The torn robe symbolized a torn nation.

:31 And he said to Jeroboam, “Take for yourself ten pieces, for thus says the Lord, the God of Israel: ‘Behold, I will tear the kingdom out of the hand of Solomon and will give ten tribes to you

:32 (but he shall have one tribe for the sake of My servant David, and for the sake of Jerusalem, the city which I have chosen out of all the tribes of Israel),

:33 because they have forsaken Me, and worshiped Ashtoreth the goddess of the Sidonians, Chemosh the god of the Moabites, and Milcom the god of the people of Ammon, and have not walked in My ways to do what is right in My eyes and keep My statutes and My judgments, as did his father David.

:34 However I will not take the whole kingdom out of his hand, because I have made him ruler all the days of his life for the sake of My servant David, whom I chose because he kept My commandments and My statutes.

:35 But I will take the kingdom out of his son’s hand and give it to you—ten tribes.

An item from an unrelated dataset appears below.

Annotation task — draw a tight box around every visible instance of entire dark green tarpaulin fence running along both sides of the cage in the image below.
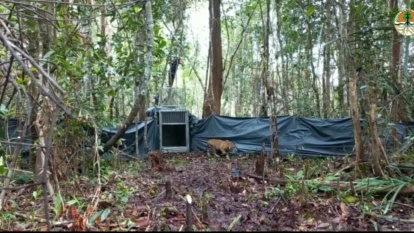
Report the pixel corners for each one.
[3,112,414,157]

Jeroboam is going to become king.

It will happen when Solomon’s son Rehoboam becomes king.

Jeroboam will rule over ten of the twelve tribes.

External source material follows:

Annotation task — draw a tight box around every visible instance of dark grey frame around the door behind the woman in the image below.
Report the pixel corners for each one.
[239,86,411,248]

:36 And to his son I will give one tribe, that My servant David may always have a lamp before Me in Jerusalem, the city which I have chosen for Myself, to put My name there.

Besides his own tribe of Judah, Rehoboam will be allowed to rule over the tribe of Benjamin as well.  Benjamin was also the tribe that King Saul came from.

:37 So I will take you, and you shall reign over all your heart desires, and you shall be king over Israel.

:37 over all your heart desires

Apparently Jeroboam liked the idea of becoming king.

:38 Then it shall be, if you heed all that I command you, walk in My ways, and do what is right in My sight, to keep My statutes and My commandments, as My servant David did, then I will be with you and build for you an enduring house, as I built for David, and will give Israel to you.

:38 if you heed all that I command you

God is offering to give Jeroboam a kingdom that will last forever, as long as Jeroboam follows the Lord.

This is what God offered to David.
This is what God offered to Solomon.
Now Jeroboam is being offered this.  He will be the last God will make this offer to.

Lesson

Leaders who will follow Him.

God is looking for men and women who are willing to do what He says.
(2 Ch 16:9 NKJV) For the eyes of the Lord run to and fro throughout the whole earth, to show Himself strong on behalf of those whose heart is loyal to Him…

:39 And I will afflict the descendants of David because of this, but not forever.’ ”

This isn’t a permanent punishment for the house of David.

When Jesus sets up His kingdom, it won’t be a divided kingdom.

:40 Solomon therefore sought to kill Jeroboam. But Jeroboam arose and fled to Egypt, to Shishak king of Egypt, and was in Egypt until the death of Solomon.

Apparently either Jeroboam or Ahijah let people know what has happened.  Solomon responds by trying to have Jeroboam killed, and Jeroboam flees to Egypt until Solomon is dead.

:41 Now the rest of the acts of Solomon, all that he did, and his wisdom, are they not written in the book of the acts of Solomon?

:42 And the period that Solomon reigned in Jerusalem over all Israel was forty years.

:43 Then Solomon rested with his fathers, and was buried in the City of David his father. And Rehoboam his son reigned in his place.